Enabling DNSSEC for your domain

Enabling DNSSEC for your domain

DNSSEC adds cryptographic signatures to your DNS records, protecting against cache-poisoning attacks where attackers forge DNS responses and redirect your traffic. Once enabled, resolvers can verify that DNS answers genuinely come from your zone.

Enabling DNSSEC

  1. Go to Domains and open your domain
  2. Click the Security tab
  3. Find the DNSSEC card, it shows the current status (Disabled, Pending, or Active)
  4. Click Enable DNSSEC
  5. Status changes to "Pending" while the keys are generated

DNSSEC statuses

StatusMeaning
DisabledDNSSEC not configured
PendingKeys being generated and published
ActiveDNSSEC live and signing your zone

Adding the DS record to your registrar

For DNSSEC to work end-to-end, the DS (Delegation Signer) record must be registered at your domain's registrar.
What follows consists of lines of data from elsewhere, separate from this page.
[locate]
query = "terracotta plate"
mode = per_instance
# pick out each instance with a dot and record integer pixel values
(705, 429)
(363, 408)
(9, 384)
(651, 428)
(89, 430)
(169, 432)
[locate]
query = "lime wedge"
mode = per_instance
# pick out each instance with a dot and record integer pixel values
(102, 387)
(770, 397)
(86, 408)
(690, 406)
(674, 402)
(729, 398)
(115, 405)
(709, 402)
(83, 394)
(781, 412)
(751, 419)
Once DNSSEC is enabled, the Security tab shows the DS Record details:

  • Key tag, numeric identifier
  • Algorithm, cryptographic algorithm number
  • Digest type, hash type used

If your domain is registered at Kapsule, the DS record is submitted to the registry automatically, no action needed.
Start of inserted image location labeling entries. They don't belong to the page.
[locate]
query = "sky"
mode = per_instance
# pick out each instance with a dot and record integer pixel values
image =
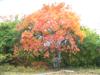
(88, 10)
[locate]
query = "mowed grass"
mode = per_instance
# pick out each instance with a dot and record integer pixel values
(21, 70)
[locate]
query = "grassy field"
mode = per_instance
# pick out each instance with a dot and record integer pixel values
(20, 70)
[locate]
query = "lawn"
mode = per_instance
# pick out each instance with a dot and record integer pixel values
(20, 70)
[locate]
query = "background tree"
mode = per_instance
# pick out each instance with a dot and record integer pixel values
(51, 29)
If your domain is registered elsewhere, copy the DS Record values and add them at your external registrar. The exact steps vary by registrar, but you're looking for a "DNSSEC" or "DS Records" section in their DNS management.

Disabling DNSSEC

  1. Go to the Security tab of your domain
  2. Click Disable in the DNSSEC card
  3. Remove the DS record from your registrar if it was added externally

Wait before disabling: DNS propagation can take up to 48 hours. Disabling DNSSEC while the DS record is still in place can cause validation failures. Remove the DS record at your registrar first, wait for TTL to expire, then disable here.